Ja, mir wäre es auch lieber, wenn statt „die Politik“ konkret, jederzeit und immer, die handelnden Personen nebst ihrer Partei benannt werden würden. Gerade und auch bei Misserfolgen.
Aber genau das hat Herr Trittin wohl nicht gemeint, schade.
So muss ich weiterhin konsterniert hinnehmen, wenn Vertreter „der Politik“ und „der Medien“ hinsichtlich fehlgeschlagenen Handelns generalisieren, dass „wir das nicht hinreichend beachtet haben“ oder dass „die damalige Politik das noch nicht auf dem Schirm hatte“.
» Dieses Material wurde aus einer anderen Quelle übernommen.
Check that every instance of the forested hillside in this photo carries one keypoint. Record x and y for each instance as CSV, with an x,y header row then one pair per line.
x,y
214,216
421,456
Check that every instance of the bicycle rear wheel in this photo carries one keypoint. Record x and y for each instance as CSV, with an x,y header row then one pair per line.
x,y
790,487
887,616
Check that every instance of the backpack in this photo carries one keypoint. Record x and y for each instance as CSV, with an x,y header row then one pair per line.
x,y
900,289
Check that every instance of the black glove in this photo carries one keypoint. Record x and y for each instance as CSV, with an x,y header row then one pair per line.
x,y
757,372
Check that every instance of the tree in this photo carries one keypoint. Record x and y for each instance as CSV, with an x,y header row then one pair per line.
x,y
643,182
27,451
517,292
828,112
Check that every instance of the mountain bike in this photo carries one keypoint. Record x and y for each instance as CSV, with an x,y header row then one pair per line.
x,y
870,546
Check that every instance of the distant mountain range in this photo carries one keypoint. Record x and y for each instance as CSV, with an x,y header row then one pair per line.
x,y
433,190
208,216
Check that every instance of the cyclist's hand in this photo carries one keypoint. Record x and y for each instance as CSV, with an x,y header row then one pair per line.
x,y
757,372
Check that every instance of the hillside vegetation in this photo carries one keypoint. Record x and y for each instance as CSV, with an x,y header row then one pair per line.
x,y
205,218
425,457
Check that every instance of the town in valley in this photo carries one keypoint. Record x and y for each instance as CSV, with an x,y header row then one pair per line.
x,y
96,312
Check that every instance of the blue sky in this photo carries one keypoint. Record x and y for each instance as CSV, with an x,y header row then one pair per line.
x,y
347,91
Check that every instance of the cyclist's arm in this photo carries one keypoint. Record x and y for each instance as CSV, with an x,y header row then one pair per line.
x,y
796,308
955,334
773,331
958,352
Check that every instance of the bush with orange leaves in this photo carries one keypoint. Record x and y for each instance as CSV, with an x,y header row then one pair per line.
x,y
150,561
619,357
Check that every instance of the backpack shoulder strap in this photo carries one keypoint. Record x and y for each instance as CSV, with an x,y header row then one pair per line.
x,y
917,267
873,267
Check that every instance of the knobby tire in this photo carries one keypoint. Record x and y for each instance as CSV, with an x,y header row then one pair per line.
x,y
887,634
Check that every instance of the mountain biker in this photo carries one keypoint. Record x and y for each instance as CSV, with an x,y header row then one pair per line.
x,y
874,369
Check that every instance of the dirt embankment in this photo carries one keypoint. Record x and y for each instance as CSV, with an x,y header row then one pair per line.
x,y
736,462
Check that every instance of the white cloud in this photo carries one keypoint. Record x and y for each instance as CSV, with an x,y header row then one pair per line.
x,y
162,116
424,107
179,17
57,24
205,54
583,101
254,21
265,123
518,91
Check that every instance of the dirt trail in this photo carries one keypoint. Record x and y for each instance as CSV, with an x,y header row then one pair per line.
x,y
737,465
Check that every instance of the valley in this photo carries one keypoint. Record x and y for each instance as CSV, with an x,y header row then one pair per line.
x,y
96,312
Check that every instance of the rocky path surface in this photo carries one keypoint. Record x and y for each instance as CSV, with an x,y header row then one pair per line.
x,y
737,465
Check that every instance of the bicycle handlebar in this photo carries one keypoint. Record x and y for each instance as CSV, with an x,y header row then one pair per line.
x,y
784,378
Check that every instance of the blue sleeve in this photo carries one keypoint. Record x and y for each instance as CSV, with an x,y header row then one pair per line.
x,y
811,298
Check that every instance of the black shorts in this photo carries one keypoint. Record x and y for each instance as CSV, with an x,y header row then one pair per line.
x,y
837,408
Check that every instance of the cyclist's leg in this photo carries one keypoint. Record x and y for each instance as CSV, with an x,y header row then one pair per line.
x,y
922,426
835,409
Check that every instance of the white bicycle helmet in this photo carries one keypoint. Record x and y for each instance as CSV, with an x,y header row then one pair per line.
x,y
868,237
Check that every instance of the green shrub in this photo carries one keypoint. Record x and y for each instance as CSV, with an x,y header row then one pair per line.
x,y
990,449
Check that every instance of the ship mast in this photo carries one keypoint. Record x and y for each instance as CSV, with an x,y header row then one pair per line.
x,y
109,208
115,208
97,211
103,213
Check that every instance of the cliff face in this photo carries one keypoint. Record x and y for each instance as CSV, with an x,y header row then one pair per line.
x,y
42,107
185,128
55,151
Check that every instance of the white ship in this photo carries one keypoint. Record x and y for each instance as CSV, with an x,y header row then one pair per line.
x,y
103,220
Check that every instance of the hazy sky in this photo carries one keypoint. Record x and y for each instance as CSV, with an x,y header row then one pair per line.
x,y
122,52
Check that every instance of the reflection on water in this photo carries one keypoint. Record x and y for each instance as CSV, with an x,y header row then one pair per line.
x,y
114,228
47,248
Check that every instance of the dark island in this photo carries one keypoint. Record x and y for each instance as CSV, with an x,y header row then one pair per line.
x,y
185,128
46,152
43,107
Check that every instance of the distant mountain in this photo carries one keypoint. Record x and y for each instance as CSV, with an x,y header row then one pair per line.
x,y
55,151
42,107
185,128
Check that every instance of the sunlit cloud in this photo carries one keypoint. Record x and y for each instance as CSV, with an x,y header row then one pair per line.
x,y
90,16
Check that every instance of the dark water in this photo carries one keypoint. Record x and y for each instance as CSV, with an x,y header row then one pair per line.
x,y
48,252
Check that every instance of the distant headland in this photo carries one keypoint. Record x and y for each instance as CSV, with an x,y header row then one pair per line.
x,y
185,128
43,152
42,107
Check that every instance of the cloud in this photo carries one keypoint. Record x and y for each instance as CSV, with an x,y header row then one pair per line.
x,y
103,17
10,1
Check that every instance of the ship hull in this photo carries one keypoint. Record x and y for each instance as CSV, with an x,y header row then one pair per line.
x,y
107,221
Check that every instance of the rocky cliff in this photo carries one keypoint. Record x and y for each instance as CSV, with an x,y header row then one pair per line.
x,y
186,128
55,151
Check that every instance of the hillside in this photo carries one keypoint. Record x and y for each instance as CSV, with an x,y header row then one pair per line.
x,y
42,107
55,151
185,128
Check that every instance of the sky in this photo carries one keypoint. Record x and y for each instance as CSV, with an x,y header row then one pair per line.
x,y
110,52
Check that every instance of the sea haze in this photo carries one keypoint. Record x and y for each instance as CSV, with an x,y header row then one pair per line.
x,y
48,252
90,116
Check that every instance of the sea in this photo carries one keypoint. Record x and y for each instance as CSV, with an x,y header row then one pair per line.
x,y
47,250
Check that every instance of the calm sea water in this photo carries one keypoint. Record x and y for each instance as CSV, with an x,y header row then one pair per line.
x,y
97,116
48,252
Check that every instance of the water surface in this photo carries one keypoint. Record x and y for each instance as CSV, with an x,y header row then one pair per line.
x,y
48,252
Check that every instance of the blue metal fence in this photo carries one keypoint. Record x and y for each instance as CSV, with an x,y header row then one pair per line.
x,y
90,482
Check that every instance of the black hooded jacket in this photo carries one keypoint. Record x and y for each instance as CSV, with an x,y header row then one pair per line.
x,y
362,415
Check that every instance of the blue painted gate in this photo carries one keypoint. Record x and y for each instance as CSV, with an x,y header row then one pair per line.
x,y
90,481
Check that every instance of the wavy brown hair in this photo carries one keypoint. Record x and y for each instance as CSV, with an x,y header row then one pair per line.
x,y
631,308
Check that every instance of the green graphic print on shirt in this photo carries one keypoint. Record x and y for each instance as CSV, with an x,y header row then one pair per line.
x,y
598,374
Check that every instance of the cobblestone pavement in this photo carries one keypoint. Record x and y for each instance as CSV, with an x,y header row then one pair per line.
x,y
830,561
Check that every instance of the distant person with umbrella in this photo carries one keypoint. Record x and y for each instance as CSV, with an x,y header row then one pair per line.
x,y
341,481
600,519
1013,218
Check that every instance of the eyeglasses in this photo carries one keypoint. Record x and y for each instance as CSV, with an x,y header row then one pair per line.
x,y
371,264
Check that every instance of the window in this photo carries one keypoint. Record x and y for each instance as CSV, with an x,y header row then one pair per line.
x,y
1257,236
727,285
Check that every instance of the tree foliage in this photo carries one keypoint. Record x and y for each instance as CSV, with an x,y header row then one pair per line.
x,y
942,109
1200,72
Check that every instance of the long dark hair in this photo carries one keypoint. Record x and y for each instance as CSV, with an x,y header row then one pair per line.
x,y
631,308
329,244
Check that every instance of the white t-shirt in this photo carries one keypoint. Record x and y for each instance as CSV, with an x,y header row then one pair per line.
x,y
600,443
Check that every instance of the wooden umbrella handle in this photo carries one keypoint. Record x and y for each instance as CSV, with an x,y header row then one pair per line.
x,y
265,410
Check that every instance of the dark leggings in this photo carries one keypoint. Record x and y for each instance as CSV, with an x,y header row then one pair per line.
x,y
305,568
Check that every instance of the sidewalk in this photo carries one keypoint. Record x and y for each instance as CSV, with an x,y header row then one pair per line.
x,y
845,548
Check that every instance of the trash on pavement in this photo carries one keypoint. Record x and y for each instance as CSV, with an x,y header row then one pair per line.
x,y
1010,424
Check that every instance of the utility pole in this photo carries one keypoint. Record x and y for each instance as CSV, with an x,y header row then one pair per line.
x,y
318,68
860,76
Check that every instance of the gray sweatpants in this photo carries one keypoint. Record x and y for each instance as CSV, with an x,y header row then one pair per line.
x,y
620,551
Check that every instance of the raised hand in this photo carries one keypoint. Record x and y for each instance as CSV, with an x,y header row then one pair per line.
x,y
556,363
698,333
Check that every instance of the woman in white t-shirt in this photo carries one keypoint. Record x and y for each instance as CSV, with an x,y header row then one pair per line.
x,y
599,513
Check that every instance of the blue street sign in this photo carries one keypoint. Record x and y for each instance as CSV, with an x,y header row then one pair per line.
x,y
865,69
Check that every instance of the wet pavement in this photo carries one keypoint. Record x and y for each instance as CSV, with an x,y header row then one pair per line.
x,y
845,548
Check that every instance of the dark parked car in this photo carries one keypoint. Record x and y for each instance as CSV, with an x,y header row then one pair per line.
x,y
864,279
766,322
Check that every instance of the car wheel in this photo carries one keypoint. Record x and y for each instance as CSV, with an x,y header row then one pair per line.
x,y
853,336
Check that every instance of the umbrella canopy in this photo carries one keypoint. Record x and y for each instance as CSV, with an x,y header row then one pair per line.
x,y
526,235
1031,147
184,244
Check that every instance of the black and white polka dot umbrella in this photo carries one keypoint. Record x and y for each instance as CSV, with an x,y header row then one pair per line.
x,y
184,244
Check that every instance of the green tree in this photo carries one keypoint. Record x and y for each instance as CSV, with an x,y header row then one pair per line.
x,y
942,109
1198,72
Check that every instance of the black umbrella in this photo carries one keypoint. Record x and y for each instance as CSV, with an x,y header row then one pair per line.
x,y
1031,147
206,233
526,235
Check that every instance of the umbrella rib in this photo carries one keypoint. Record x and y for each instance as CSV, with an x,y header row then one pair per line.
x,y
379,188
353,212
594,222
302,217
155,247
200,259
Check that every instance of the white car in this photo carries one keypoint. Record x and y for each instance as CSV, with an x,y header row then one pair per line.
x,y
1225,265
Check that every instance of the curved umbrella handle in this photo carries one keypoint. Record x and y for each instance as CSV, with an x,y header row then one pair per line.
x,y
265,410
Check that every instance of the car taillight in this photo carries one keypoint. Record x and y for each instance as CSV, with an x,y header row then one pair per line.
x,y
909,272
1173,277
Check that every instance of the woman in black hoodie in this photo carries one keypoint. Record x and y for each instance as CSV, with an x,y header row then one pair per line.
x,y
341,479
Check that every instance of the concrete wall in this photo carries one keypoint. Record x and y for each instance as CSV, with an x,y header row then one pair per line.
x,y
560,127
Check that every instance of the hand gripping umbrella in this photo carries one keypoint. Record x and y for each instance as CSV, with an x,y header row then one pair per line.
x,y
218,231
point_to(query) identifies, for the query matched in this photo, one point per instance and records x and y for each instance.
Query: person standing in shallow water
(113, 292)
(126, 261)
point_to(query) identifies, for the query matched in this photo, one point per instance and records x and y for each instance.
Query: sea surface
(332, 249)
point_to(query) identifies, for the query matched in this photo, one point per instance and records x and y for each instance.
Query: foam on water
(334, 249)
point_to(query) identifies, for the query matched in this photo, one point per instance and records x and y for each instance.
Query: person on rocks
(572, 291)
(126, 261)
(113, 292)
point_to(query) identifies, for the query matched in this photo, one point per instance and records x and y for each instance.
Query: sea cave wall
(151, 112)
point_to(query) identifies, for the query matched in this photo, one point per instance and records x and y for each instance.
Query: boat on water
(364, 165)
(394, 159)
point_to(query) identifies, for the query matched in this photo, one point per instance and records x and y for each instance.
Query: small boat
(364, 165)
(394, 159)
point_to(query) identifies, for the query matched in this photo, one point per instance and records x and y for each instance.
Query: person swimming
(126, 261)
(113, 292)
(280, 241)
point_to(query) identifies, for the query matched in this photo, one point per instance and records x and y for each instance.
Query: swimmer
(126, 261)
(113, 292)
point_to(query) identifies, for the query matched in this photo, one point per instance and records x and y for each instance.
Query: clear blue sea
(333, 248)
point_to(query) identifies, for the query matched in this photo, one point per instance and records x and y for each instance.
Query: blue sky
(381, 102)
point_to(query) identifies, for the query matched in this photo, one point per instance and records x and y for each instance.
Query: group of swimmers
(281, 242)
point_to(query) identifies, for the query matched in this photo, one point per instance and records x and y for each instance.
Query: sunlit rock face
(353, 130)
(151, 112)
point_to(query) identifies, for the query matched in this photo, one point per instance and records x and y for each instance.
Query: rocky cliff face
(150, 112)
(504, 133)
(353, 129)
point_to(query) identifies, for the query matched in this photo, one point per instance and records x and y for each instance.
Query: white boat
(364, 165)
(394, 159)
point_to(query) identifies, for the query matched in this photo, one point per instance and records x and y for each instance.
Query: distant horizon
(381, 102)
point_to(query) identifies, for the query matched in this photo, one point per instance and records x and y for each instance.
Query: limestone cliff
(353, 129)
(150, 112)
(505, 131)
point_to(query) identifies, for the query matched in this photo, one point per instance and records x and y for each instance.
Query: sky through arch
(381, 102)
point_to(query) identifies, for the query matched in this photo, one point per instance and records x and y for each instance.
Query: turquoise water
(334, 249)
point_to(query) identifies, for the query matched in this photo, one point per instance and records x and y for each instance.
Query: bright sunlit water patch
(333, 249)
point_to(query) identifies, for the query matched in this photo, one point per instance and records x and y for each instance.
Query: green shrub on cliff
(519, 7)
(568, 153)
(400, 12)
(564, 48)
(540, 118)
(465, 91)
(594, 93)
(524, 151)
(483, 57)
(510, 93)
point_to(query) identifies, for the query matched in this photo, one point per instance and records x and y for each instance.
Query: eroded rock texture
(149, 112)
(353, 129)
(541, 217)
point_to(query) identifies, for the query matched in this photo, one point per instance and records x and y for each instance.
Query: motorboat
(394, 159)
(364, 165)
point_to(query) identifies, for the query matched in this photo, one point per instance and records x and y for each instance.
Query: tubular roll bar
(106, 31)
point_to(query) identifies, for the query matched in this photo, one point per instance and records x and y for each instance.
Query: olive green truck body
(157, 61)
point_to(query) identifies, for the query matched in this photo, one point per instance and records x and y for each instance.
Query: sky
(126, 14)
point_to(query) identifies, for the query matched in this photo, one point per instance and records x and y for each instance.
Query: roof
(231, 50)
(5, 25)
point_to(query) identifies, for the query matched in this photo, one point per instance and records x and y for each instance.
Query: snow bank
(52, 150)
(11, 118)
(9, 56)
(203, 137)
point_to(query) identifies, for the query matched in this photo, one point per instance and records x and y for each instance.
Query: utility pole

Wie bspw. die bis heute gänzlich ungelöste Endlagerung atomaren Mülls:
Wer aus „der Politik“, die dafür nicht einmal so allgemein benannt wird (dann heisst es nämlich „wir“), hat uns diese Katastrophe gegen kurzerhand kriminalisierte Bürgerbewegungen mit Polizeigewalt denn durchgesetzt, Herr Trittin?
Derzeit heisst es immer so hübsch „die Deutsche Bank“ (zahlte bspw. ihren Führungskräften das Fünffache dessen, was die Aktionäre erhielten u.a. an Boni), statt den sattsam bekannten Hauptverantwortlichen dafür wie für die desaströse Lage dieses Geldhauses überhaupt namentlich zu benennen, wie hiess er noch, der Merkelfreund, der Günstling „der Politik“, ich komme nicht darauf, sein Name ist zu lange in Presse und Rundfunk nicht mehr gefallen, er wird seltsamerweise ü-ber-haupt nicht mehr erwähnt – und nun ist er mir glatt entfallen.
Wie, Herr Trittin, heisst bitte nochmal der individualisierte Hauptverantwortliche für international gut 6.000 gegen „die Deutsche Bank“ geführte Prozesse?